Wells Fargo was among the financial firms that Mr. Chopra took the unusual step of labeling as the worst repeat offenders. He also named Citigroup, JPMorgan Chase and American Express, saying they had each broken consumer protection laws at least three times.
Financial firms’ privileges could be cut in a variety of ways if other regulators were willing to cooperate, Mr. Chopra said. They could lose access to depositary insurance if the F.D.I.C. agreed to cut them off. They could have growth or asset caps imposed on them by the Fed, as Wells Fargo did in 2018. They could be forced to raise new capital or reduce their leverage ratios. Or they could lose certain operating licenses or regulatory waivers designed to speed up their operations.
Mr. Chopra said he also wanted state regulators to participate in deciding when to revoke the licenses of companies under their jurisdiction.
“Such actions are more likely to halt recidivism than fines paid from the profits of wrongdoing,” he said.
Mr. Chopra has so far been the boldest figure in the Biden administration’s regulatory apparatus. As a member of the F.D.I.C. board, on which he sits because of his consumer agency position, he led a campaign to force the Trump-appointed chair, Jelena McWilliams, to add items to the board’s agenda that she did not want to include; Ms. McWilliams eventually resigned. Michael Hsu, the acting comptroller of the currency and another member of the F.D.I.C. board, voted in favor of Mr. Chopra’s campaign but declined to discuss his vote.

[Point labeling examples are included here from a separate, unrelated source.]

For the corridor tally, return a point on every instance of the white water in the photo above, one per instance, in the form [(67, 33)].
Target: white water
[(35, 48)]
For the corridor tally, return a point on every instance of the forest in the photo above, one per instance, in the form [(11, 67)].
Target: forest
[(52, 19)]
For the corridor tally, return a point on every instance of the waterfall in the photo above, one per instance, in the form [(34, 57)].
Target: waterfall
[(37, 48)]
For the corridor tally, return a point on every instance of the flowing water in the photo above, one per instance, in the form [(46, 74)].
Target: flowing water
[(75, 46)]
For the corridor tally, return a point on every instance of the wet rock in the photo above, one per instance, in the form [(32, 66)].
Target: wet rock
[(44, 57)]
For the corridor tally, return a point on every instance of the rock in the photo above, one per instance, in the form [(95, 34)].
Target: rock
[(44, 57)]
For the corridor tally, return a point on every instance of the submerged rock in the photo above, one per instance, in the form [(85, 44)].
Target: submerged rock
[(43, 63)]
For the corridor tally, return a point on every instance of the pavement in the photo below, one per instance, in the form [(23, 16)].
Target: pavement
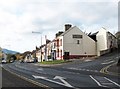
[(111, 69), (114, 69)]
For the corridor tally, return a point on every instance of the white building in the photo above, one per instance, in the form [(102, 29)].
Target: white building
[(106, 41), (75, 43)]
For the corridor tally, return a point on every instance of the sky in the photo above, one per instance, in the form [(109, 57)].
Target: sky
[(18, 18)]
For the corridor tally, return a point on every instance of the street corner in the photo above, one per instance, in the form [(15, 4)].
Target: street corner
[(112, 69)]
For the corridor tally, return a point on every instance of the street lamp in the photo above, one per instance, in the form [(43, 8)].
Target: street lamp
[(41, 41)]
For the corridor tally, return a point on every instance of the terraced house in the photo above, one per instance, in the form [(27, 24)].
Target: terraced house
[(73, 43)]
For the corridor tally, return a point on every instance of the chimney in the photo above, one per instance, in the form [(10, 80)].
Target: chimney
[(67, 26)]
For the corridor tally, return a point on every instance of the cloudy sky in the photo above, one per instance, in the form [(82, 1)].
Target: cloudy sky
[(18, 18)]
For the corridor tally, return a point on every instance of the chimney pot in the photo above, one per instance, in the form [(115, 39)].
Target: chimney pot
[(67, 26)]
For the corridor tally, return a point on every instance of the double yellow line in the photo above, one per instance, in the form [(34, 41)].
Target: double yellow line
[(105, 70), (29, 80)]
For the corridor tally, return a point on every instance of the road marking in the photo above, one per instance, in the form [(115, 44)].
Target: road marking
[(40, 69), (62, 79), (107, 62), (29, 80), (96, 81), (1, 65), (104, 82), (56, 77), (112, 82), (105, 70)]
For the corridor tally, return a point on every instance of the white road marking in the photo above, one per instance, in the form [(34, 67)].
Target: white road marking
[(95, 80), (37, 77), (104, 82), (107, 62), (56, 77), (62, 79), (40, 69), (112, 82)]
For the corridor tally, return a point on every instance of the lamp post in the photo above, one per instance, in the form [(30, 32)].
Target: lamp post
[(41, 41)]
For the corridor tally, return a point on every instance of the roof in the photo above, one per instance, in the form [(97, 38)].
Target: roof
[(67, 31)]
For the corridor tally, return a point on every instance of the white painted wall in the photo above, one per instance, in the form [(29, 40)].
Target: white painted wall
[(101, 40), (86, 43)]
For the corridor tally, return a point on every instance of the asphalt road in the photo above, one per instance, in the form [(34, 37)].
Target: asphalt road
[(11, 81), (77, 74)]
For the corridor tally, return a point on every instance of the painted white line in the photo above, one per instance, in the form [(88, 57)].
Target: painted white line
[(62, 79), (107, 62), (96, 81), (40, 69), (44, 78), (112, 82)]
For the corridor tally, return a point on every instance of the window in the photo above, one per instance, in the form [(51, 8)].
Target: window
[(78, 41), (57, 42), (61, 42), (77, 36), (57, 52)]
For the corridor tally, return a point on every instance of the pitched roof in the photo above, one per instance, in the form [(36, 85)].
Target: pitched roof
[(67, 31)]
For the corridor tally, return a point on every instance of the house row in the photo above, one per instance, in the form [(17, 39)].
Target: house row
[(73, 43)]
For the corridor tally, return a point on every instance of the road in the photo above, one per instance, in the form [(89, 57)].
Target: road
[(76, 75), (11, 81)]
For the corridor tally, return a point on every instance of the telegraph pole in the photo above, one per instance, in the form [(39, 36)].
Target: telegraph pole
[(41, 42)]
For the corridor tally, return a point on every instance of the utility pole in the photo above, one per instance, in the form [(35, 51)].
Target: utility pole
[(41, 41)]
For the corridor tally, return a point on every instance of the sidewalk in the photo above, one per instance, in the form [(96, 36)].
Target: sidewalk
[(114, 69), (73, 61)]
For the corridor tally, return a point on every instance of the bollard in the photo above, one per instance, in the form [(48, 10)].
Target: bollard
[(118, 64)]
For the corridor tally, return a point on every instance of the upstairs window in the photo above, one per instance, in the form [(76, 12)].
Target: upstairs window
[(78, 41), (61, 42), (78, 36)]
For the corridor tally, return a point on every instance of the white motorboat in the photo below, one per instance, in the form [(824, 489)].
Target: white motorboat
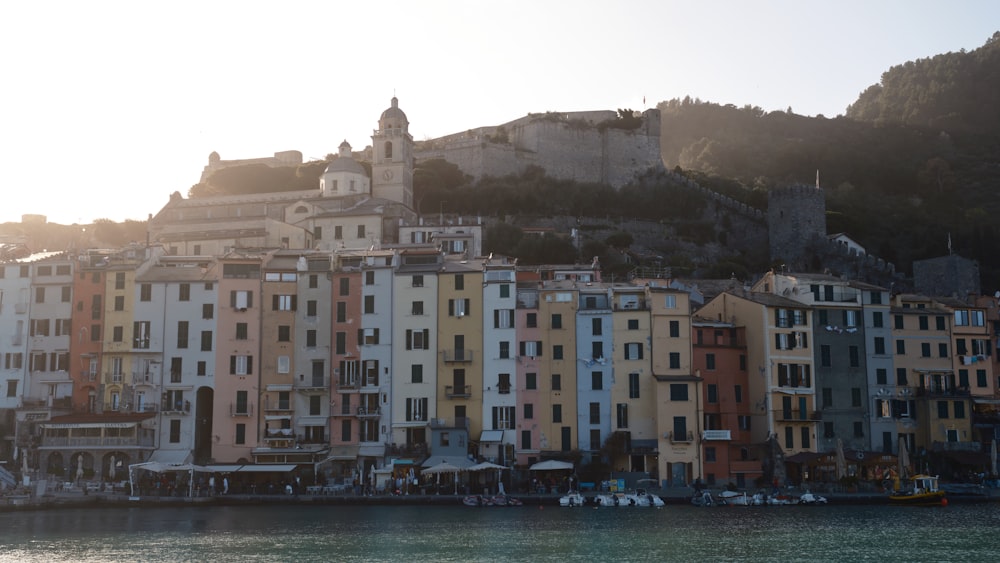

There is one safe bet: Mr. Chopra’s proposal will face strong resistance from the financial industry. Bank lobbyists have strongly opposed President Biden’s regulatory ambitions by attacking his picks for key oversight roles. Saule Omarova, a candidate for comptroller of the currency, withdrew herself from consideration after banking groups cast her as a communist and she failed to obtain the support of some Democrats in the evenly divided Senate.